By the time Jack reached the edge of Hyde Park the streetlamps and other sources of illumination were beginning to flicker on. As he greeted Ian, Alonzo, Major Gr
iffin, and the little princess, a gleaming Rolls Royce Phantom IV pulled up. “Right this way, if you please,” said a uniformed driver. He introduced himself as a Special Security aid to Buckingham Palace, and shooed them all inside.
Alonzo explained that they were waiting for the last member of their party. “Steve is probably still trying to get off the roof,” he said, pointing to a nearby office complex on the south side of Oxford. “I should think he’ll be right along.
“Afraid that’s not quick enough,” said the man after consulting his timepiece. “We can send another car back for him.
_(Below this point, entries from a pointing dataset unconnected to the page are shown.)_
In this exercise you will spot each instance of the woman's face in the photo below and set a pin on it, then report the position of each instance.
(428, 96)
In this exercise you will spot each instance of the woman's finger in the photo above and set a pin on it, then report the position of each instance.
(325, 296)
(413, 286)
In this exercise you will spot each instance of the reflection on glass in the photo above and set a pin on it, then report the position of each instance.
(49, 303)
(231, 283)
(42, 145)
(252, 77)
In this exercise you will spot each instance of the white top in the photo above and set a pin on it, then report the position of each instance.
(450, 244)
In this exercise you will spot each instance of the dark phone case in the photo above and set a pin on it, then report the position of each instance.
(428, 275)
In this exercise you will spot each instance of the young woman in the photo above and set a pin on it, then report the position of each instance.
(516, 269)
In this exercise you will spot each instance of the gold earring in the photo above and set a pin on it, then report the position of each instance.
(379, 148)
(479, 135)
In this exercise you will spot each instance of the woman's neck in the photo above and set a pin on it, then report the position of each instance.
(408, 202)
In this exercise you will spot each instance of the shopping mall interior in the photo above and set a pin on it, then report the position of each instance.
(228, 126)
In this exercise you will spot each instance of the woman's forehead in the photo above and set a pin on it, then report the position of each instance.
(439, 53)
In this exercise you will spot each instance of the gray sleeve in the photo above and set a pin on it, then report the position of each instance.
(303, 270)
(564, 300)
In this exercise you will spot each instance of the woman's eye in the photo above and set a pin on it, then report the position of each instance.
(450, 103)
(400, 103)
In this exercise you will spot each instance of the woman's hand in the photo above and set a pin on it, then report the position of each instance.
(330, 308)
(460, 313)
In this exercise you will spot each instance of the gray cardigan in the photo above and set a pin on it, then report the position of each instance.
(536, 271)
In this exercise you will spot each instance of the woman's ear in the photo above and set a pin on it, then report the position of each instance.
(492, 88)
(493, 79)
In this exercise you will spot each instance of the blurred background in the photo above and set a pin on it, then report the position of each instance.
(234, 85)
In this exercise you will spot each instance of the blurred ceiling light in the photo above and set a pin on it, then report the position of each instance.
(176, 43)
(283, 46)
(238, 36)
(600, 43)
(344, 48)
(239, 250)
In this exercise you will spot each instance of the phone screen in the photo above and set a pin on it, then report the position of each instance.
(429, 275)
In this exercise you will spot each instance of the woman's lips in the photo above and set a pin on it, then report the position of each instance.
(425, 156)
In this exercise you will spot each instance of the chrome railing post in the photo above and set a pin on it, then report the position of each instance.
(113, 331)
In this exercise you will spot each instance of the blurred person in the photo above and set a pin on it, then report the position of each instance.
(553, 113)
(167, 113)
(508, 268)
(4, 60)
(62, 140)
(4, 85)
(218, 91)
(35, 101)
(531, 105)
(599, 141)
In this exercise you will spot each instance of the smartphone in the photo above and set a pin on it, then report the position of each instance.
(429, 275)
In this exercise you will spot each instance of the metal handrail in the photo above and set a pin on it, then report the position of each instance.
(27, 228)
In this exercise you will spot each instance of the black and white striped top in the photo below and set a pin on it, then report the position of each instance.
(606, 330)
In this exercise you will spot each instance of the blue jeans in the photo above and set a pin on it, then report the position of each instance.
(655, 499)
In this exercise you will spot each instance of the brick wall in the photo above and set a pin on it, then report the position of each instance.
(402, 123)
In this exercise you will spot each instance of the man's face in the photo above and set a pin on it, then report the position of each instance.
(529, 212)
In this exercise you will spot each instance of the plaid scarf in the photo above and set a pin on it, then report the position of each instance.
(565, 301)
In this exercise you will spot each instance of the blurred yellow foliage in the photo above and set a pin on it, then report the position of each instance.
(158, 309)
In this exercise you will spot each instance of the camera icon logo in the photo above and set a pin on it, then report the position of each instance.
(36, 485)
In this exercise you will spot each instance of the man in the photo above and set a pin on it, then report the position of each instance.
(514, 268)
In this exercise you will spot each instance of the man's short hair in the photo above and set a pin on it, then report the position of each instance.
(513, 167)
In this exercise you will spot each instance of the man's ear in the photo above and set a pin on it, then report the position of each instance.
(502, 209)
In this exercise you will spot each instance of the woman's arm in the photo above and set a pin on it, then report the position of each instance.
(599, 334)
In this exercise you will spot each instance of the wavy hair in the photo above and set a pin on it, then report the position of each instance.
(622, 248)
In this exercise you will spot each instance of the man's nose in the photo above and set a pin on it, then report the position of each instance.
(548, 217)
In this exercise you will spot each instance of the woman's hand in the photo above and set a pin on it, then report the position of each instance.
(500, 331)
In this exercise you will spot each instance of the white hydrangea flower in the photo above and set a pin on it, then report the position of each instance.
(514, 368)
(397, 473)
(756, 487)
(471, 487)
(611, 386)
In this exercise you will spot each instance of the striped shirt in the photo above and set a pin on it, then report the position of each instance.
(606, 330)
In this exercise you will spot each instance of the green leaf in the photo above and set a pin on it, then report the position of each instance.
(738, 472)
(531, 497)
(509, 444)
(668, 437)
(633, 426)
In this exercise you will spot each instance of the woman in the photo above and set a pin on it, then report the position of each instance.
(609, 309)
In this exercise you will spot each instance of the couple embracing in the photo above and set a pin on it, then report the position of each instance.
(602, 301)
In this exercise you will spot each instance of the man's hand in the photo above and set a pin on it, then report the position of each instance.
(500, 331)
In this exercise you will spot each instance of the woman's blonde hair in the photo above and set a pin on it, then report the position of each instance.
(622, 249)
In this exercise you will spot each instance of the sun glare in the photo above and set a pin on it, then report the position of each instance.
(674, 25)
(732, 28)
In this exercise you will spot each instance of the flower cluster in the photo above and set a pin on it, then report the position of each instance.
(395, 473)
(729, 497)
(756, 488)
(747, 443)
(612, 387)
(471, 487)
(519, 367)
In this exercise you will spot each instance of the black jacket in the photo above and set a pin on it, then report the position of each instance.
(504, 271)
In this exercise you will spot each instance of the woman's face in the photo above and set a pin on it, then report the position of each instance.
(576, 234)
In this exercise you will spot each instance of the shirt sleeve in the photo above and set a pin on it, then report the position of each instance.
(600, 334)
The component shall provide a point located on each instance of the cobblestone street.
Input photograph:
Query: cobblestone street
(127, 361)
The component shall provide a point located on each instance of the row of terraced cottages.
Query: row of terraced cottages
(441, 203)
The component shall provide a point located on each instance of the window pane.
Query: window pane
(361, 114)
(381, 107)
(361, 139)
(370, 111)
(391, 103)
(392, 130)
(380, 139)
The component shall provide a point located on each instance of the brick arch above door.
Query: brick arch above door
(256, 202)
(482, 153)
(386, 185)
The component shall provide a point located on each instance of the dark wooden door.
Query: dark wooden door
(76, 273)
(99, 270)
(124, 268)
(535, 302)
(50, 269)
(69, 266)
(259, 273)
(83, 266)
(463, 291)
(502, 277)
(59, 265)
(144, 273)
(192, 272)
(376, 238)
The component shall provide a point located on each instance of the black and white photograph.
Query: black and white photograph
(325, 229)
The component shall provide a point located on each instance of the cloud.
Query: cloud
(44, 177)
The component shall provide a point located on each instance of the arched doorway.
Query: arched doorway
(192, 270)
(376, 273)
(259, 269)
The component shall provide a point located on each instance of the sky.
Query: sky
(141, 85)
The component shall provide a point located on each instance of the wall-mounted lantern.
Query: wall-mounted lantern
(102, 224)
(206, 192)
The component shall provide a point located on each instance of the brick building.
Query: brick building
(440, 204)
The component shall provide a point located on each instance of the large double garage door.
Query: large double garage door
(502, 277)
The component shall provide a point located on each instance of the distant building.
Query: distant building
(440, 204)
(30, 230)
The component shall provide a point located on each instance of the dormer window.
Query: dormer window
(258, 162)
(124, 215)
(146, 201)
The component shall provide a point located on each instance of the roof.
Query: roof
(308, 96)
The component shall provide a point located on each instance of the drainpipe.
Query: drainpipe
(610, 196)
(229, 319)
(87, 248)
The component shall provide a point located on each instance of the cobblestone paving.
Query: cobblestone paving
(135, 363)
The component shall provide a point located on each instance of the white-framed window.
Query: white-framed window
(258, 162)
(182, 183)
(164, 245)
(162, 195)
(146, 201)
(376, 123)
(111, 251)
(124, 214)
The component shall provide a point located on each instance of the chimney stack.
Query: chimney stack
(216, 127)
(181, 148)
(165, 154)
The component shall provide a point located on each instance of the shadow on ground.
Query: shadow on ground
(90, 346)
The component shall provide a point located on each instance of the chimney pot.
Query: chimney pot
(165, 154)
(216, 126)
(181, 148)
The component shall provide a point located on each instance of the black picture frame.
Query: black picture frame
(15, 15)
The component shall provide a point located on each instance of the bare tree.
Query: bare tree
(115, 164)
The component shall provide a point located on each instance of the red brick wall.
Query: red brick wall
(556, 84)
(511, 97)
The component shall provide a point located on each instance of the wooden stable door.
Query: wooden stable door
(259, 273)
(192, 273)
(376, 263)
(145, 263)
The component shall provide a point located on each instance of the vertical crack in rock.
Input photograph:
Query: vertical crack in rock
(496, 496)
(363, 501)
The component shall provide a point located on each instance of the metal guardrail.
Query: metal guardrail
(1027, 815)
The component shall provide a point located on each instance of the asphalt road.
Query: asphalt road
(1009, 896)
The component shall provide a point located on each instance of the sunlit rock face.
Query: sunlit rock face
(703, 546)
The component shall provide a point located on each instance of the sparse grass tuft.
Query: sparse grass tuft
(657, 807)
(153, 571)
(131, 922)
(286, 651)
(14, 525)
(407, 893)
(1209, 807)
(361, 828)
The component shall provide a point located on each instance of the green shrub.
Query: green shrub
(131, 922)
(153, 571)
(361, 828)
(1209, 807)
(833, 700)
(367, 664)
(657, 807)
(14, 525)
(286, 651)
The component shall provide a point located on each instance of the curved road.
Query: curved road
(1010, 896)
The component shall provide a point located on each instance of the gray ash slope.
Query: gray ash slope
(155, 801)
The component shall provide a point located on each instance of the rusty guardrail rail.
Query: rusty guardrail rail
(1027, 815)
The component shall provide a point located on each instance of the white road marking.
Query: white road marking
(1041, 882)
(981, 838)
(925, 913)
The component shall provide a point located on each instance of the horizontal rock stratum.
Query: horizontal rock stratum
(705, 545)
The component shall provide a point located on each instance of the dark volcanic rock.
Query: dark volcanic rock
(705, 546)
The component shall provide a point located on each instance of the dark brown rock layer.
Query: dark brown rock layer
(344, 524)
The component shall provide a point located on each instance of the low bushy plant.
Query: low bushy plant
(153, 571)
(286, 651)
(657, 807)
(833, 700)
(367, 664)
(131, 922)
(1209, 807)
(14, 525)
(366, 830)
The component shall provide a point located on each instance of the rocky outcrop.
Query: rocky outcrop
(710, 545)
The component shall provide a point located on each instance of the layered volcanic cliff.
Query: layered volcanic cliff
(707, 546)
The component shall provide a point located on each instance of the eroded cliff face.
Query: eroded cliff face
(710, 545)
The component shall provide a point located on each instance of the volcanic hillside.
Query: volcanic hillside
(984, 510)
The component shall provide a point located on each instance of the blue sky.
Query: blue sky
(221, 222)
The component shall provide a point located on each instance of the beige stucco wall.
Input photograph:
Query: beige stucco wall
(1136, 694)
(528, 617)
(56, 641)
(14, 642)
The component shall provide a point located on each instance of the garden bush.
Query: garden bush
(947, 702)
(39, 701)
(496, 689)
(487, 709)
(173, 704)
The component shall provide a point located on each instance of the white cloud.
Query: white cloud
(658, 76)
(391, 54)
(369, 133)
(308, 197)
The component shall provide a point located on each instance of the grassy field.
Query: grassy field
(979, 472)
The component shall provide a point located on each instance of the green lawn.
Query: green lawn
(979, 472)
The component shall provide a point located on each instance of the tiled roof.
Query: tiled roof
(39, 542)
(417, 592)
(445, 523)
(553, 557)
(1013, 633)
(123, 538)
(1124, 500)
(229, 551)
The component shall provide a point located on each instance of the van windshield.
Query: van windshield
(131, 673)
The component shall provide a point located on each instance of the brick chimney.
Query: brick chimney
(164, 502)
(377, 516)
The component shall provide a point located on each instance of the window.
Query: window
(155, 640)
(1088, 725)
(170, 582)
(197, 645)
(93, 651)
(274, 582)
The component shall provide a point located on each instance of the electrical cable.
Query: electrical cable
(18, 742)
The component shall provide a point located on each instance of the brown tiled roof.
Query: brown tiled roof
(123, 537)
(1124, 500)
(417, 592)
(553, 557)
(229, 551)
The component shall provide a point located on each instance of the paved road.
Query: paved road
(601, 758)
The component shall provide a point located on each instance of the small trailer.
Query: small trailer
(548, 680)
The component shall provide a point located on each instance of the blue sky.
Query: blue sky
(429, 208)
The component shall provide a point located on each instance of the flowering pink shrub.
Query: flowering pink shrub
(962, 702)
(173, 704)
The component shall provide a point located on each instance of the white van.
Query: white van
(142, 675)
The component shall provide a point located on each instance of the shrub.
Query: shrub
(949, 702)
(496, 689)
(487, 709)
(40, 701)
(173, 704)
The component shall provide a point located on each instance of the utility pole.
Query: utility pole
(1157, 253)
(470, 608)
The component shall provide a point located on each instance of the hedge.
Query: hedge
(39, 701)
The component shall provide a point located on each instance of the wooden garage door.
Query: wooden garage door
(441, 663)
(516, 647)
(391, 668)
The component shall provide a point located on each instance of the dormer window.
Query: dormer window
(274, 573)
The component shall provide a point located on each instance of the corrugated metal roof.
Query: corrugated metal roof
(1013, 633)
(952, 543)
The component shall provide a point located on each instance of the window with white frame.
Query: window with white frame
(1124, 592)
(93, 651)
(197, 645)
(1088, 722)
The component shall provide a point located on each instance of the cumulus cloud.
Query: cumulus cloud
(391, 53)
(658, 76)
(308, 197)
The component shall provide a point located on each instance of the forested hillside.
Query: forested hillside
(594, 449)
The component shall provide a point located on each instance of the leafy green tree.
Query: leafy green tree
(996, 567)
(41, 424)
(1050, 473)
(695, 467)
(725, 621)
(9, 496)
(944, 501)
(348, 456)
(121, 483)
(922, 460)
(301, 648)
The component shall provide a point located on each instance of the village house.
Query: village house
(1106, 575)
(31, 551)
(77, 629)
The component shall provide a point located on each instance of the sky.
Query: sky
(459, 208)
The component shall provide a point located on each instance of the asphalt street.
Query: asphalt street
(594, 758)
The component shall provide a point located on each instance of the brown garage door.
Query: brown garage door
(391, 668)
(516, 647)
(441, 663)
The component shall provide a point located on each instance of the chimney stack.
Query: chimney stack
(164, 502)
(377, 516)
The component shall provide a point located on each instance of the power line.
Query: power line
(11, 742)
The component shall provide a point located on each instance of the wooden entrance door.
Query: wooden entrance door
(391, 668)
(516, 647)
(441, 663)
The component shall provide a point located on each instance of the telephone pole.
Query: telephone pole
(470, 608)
His Majesty is most anxious to see his daughter.”
They entered the limousine as three ranks of D-11 and SAS closed about them. Exhaustion painted every face in long shadows. Jack sat across from Alonzo with the princess between himself and the major. Christine patted him reassuringly on the knee as the Phantom IV hummed to life.
“You are all dreadfully dirty,” said the princess, solemnly. Alonzo chuckled.
“And what about you, Your Highness?” Jack asked, pointing to her hair. “You’re so dirty you’ve started a garden in your hair.”
“I have not either, I–oh!”
Jack pulled a tulip from her unruly blond mop, smiling as she trilled with delight and clapped her hands. “Just like you did in the movie!”
Major Griffin leaned out, puzzled. “What on earth?”
“I had a small role as an American entertainer, Harry Houdini, in a film a few years back.” To Christine, he said, “Can you believe I fell into a flowerbed over by the statue of Peter Pan just now? Maybe you can give that to your mother. I’ll bet she’s missed you.”
“Oh, yes, sir.” She grinned. “Mum likes flowers. Does your mother like flowers when you come home, Jack?”
She was an innocent. “My mom and dad are in Heaven, Christine.”
“Oh.” She seemed a bit puzzled by that, then her eyes found Alonzo, seated across from her. “Are your parents in Heaven too?”
He smiled back at her. “My parents live in Sun Valley. It’s a suburb of Heaven.” As the princess turned her attention to the little flower, he nodded at Jack. “What now?”